Nella città di Teheran, si sta svolgendo un censimento sulla popolazione e tutti i cittadini, vi si devono recare per certificare la loro esistenza.
Un vecchio con il nipotino, abitanti sulle montagne, in un villaggio molto lontano dalla capitale, si preparano per fare questo lungo viaggio. A disposizione hanno un solo asinello.
Pian piano si incamminano, per potersi presentare ai funzionari addetti al censimento.
Mentre il bambino è seduto sul dorso dell’asino e il vecchio gli cammina accanto, incontrano un gruppo di persone e dopo averle superate, quando queste si allontanano, il vecchio percepisce i loro commenti: “Guarda come è maleducato quel bambino, lui sta sull’asino, mentre il vecchio che ha le gambe stanche, cammina a piedi…”
Il vecchio non dice nulla, fa scendere il bambino e sale sull’asino.
Incontrano un altro gruppo di persone e dopo averle superate, di nuovo sente dei commenti: “ Guarda quell’uomo, che egoista, con un bambino così piccolo, con le gambe così corte, lui sta sull’asino e il povero bimbo, deve corrergli appresso….”
Il vecchio, non commenta, ma prende il bambino, facendolo sedere sul dorso dell’asino vicino a sé.
Incontrano un altro gruppo di persone e dopo averle superare, sente nuovamente dei commenti: “Hai visto quei due lì? Con un asinello così piccolo, gli stanno sopra entrambi, finiranno per sfiancarlo…”
Il vecchio, ancora una volta non dice nulla, ma prende il bambino per mano, scendendo dall’asino ed insieme si incamminano a piedi.

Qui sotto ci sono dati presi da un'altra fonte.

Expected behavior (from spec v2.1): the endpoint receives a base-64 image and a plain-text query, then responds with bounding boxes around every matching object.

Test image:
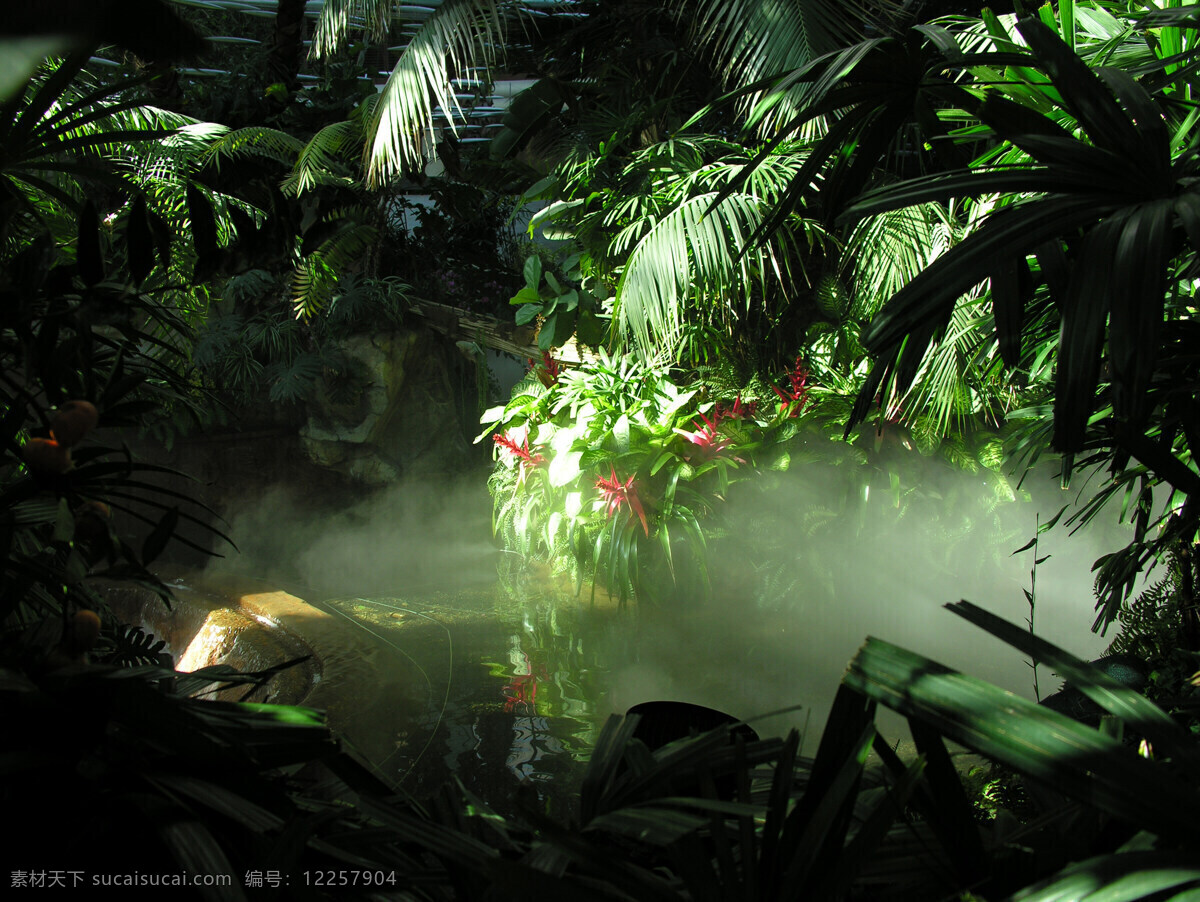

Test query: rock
[300,330,475,486]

Dopo qualche chilometro incontrano ancora delle persone, che li salutano, ma mentre si allontanano, queste, commentano ridacchiando: “Avete visto quei due lì? Devono essere proprio stupidi! Hanno un asino a disposizione e vanno a piedi….”
Il vecchio non solo sente i giudizi altrui, ma li ascolta; modifica le sue scelte sulla base di quei giudizi. Fino a rendersi conto che, comunque la farà, sbaglierà.

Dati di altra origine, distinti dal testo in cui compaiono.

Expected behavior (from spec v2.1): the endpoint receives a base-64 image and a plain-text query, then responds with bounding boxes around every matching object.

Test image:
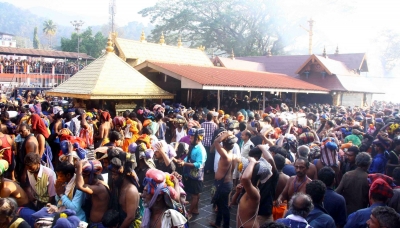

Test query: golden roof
[115,38,213,66]
[46,45,174,100]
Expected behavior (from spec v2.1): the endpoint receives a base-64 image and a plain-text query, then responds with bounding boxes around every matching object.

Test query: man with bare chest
[210,131,238,227]
[276,157,311,206]
[75,160,110,228]
[0,159,29,207]
[109,152,140,228]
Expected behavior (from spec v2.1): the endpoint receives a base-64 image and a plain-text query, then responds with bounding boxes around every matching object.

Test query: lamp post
[71,20,85,71]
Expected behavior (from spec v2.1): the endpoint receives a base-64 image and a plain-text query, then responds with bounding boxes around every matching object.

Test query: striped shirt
[201,121,217,147]
[27,165,57,203]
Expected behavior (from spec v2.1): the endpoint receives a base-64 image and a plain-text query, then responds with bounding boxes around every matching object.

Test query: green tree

Allora, mi domando, sarà ben più conveniente fare quello che riteniamo più giusto, opportuno, conveniente, indispensabile per noi?

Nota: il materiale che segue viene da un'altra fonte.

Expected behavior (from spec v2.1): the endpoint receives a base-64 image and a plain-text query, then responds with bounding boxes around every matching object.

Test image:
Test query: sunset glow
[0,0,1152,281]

Ora, sul finale di questo pezzo da intellettuale con le Superga ai piedi, consentitemi due polemiche:
1. “La capacità di lettura di oltre 11mila studenti italiani, tutti di 15 anni, è inferiore alla media dei Paesi Ocse” (OPEN)
Qualcuno attribuisce la responsabilità alla scuola, qualcun altro ai libri di testo, qualcun altro agli psicologi che diagnosticherebbero in modo superficiale disturbi dell’apprendimento.
Mi permetto un’osservazione che non ha la pretesa d’essere un’analisi sociologica: ma non sarà (pure, non solo) che quello che viene chiesto, in termini di prestazione, dentro e fuori casa, dentro e fuori scuola, dentro e fuori il campo da calcio, di basket, da tennis ecc., va oltre la possibilità di concentrarsi sul fare, al meglio delle loro possibilità, qualcosa (che forse non c’è o che non gli viene mostrato) che possa competere con quello che il mondo illude loro potrebbe bastargli?
2. “Stati generali della natalità: nel 2050 rischio 5 milioni di italiani in meno” (ANSA)
Sommessamente, domando: al netto della libertà di ognuno e ognuna di noi di non fare figli, ma non sarà che le condizioni che si devono verificare affinché si possa ipotizzare di poter garantire ai figli un futuro dignitoso si sono quadruplicate? Perché magari è prematuro pensare a come fare per pagare l’università ai figli prima di farli, ma sapere che probabilmente manco basterà non mi sembra un buon presupposto per concepire sereni.
Sul prossimo numero, prometto, ma non garantisco, di entrare nel dettaglio dei risvolti psicologici di tutto questo marasma, di come il timore del giudizio altrui (che non è, ovviamente, una colpa) sia un grande alleato dell’ansia.